The "Total accounts" figure in the top line is essentially the number of records returned by the query:
SELECT DATE_FORMAT(timecreate, '%Y-%m-%d') AS 'datereg',
DATE_FORMAT(NOW(), '%Y-%m-%d') AS 'nowdate',
UNIX_TIMESTAMP(timeupdate) AS 'timeupdate'
(where the results are also used to compute the "new accounts by day" and "users updated in last n
days" statistics — note that a record is returned for each user even if they never updated their journal). Unfortunately this doesn't tell me whether deleted and purged users are held in the "userusage" database. However, they must be in at least one database because if you try to view their userinfo then LiveJournal tells you they have been deleted and purged. Clearly, users who have been suspended or deleted but not purged must still be in the database, though they have to be filtered out of the results of any directory search. Incidentally, it must certainly include communities, and I suppose it includes syndicated feeds too.

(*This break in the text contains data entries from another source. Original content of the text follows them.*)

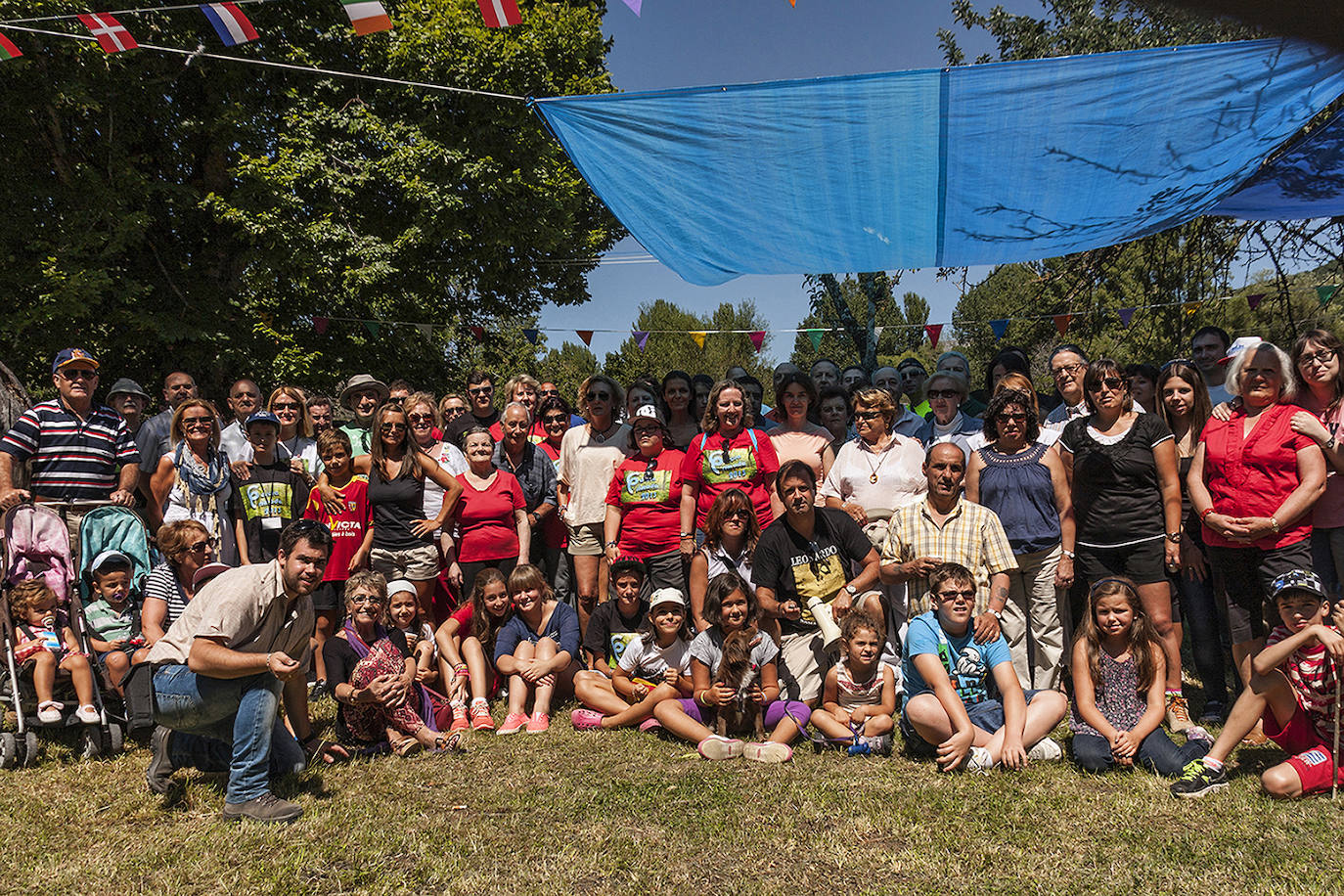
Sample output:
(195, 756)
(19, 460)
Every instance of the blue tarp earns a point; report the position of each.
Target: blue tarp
(966, 165)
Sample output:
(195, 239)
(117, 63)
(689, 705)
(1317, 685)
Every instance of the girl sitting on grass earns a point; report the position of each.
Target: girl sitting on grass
(654, 666)
(1120, 698)
(730, 607)
(467, 647)
(536, 649)
(859, 694)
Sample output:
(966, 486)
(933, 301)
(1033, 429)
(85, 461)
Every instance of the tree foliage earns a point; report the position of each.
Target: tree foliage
(200, 214)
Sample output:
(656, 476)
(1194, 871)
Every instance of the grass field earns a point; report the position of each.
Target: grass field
(604, 813)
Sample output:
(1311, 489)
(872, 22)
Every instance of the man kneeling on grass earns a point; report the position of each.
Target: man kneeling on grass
(1292, 691)
(226, 664)
(949, 713)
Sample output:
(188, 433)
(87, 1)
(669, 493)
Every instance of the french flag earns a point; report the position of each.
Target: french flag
(230, 23)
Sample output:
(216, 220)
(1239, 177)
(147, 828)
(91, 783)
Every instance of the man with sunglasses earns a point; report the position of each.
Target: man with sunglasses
(79, 450)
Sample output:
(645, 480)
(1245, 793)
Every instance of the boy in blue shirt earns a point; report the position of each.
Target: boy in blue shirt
(949, 712)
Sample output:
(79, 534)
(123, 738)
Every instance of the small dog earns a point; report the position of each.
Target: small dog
(737, 672)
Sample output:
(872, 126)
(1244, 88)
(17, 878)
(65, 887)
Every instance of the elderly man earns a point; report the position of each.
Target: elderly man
(222, 670)
(948, 528)
(81, 452)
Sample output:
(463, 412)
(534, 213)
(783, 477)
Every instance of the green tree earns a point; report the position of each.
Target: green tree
(202, 214)
(672, 347)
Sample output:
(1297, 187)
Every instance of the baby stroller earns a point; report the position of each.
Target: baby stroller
(36, 544)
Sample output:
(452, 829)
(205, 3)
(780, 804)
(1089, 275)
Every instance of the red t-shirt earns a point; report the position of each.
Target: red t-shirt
(348, 521)
(488, 528)
(1253, 477)
(750, 465)
(650, 503)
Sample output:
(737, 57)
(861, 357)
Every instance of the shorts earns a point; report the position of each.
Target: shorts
(419, 563)
(987, 715)
(1145, 561)
(585, 540)
(1242, 578)
(1311, 756)
(330, 597)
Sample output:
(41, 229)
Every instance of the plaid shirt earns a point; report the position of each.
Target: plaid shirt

Renames are a slightly different matter. LiveJournal has to keep the old username around because it either pretends the old name has been deleted or forwards you to the new username (depending on what the user chose when they renamed). I can't currently find any "befores and afters", but it looks like you keep your old userid number when you rename, so I guess that your old name has to be assigned a new number. Unless, that is, you've renamed to a name that was deleted and purged. I'm not sure what happens in that case, but it would make sense for the purged entry to be removed entirely from the database (to be replaced by the user who renamed) when that happens. So, the total accounts statistic probably doesn't count the accounts which were deleted, purged, and then replaced by someone else — but this is pure speculation on my part.
The maximum value of userid is stored in the stats database and can be read from the text dump as "size accounts". The above total accounts number is stored as "userinfo total". In the current text dump, we have:
size accounts 7433711
userinfo total 7421711
which means that there are 12,000 completely vanished accounts (it surely must be a coincidence that this works out to such a round figure). It is left as an exercise for the reader to speculate whether this could be accounted for by purged-and-renamed journals.

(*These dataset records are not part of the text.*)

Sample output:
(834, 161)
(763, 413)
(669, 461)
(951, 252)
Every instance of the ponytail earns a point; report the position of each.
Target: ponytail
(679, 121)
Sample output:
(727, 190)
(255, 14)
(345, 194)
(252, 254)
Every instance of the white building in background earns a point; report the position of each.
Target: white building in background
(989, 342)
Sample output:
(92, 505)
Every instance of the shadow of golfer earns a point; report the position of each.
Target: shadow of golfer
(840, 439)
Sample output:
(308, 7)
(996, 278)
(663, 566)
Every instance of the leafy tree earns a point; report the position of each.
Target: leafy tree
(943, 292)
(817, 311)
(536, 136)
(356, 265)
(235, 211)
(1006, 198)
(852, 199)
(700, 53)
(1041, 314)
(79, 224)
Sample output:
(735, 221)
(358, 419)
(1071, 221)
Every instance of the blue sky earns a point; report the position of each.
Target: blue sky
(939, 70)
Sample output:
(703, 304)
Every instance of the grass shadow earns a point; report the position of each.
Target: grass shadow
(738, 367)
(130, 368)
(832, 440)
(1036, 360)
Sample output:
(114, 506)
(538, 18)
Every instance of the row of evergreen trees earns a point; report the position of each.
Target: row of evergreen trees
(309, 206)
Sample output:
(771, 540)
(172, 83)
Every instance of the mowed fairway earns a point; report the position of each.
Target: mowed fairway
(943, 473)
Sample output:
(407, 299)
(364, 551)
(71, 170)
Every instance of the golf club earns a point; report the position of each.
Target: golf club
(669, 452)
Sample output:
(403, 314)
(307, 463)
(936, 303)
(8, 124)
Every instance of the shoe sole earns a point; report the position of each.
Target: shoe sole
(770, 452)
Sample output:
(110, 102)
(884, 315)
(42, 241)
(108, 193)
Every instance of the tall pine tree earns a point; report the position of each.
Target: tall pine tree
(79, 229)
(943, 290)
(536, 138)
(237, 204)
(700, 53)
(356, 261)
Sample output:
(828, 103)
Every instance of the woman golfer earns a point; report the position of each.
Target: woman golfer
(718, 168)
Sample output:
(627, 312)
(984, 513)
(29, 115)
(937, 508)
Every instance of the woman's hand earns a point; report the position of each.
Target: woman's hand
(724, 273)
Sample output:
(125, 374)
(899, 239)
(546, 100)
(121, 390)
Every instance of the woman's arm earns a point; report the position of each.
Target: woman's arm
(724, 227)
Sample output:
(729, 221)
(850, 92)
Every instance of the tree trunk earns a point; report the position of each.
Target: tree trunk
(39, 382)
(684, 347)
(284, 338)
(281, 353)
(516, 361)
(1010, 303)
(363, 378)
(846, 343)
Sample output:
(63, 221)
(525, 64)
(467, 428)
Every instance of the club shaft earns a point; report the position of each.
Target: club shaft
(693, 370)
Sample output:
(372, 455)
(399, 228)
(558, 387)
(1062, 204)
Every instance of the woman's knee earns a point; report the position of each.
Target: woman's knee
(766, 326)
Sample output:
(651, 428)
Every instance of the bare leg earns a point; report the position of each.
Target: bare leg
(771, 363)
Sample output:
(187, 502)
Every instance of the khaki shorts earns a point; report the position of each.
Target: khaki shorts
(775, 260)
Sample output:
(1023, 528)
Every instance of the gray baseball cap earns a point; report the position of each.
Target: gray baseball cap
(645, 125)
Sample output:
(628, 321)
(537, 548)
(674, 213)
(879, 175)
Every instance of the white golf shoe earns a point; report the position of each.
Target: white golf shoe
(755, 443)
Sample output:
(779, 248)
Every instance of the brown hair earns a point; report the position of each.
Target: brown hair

Now the gender information is retrieved on a cluster-by-cluster basis from the "userproplite2" database. I've no idea how the clustering actually works or what this database is (or indeed the exact meaning of the SQL query). However, what happens is that the data for each cluster is saved in the partialstats database, and when this is complete the records from partialstats are summed and placed in stats. The code claims to count every possible value of gender except for ''
, and according to the text dump it comes up with four possible values: blank (with only one matching account), 'F', 'M' and 'U'.

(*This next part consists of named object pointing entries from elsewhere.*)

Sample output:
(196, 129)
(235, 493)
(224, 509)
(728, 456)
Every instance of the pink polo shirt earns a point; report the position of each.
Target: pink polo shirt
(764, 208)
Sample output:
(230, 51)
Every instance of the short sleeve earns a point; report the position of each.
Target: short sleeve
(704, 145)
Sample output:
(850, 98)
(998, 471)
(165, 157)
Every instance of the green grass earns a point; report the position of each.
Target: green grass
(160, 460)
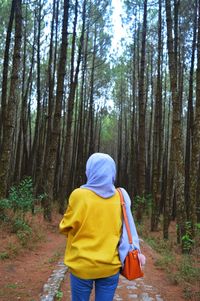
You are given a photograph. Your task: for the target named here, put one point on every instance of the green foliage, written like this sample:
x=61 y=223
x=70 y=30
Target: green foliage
x=4 y=205
x=144 y=201
x=20 y=225
x=21 y=197
x=4 y=255
x=187 y=240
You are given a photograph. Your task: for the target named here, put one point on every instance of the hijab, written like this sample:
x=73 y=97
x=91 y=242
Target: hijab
x=101 y=173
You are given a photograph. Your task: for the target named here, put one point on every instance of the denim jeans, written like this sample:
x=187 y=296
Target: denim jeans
x=104 y=288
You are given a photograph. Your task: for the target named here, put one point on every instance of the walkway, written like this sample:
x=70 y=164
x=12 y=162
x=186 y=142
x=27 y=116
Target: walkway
x=126 y=290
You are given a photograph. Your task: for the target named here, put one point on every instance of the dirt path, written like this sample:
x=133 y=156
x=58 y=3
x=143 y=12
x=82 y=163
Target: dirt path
x=23 y=277
x=153 y=287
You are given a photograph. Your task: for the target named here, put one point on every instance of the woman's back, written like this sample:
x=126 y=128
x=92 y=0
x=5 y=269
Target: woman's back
x=94 y=226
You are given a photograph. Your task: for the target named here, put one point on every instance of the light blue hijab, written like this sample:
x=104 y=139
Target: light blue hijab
x=101 y=173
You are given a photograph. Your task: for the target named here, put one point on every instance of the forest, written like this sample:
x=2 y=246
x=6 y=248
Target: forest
x=65 y=95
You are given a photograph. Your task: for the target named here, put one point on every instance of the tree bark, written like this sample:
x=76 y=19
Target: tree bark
x=12 y=104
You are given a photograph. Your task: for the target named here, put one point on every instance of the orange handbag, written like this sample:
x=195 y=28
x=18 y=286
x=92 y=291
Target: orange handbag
x=132 y=268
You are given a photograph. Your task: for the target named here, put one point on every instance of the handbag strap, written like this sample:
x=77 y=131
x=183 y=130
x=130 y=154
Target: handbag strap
x=125 y=216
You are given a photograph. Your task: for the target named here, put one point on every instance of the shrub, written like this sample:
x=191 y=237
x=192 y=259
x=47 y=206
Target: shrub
x=21 y=197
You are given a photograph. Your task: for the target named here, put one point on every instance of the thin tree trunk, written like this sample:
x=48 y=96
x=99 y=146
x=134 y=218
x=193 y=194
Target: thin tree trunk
x=176 y=128
x=13 y=100
x=141 y=133
x=51 y=157
x=5 y=70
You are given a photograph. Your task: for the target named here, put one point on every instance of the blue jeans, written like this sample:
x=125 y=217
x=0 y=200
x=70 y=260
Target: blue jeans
x=104 y=288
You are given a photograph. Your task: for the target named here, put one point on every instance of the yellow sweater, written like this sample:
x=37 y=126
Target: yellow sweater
x=93 y=227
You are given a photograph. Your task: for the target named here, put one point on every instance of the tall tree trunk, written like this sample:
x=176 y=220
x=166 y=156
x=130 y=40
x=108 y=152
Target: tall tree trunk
x=176 y=127
x=51 y=156
x=194 y=172
x=141 y=133
x=157 y=135
x=190 y=118
x=5 y=70
x=11 y=107
x=65 y=182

I don't know whether it's relevant, but the clustered code asks for
c.clusterid IS NULL OR c.clusterid=?
(where "?" is the cluster under consideration). If there are any records with "c.clusterid IS NULL" then it looks like they'll be counted several times — once for each cluster.
However, let me speculate on where the extra 1.5 million users (not counting those with blank genders) are coming from. The stats database is never cleared out (I'm assuming this because there are several statistics in the text dump which haven't changed for years and aren't mentioned in the program). Suppose, when they occasionally rename some or all of the clusters, they accidentally leave the stats for the old cluster names in the partialstats database. When the code comes to compute the sum of any clustered statistic, it will include all the out-of-date info for the clusters which no longer exist and thus produce an inflated figure. Of course, I have no idea whether the clusters are referred to by name in the database or by some other identifier which would render my theory invalid, and since I don't have access to the database there is no way to check whether I'm on the right track.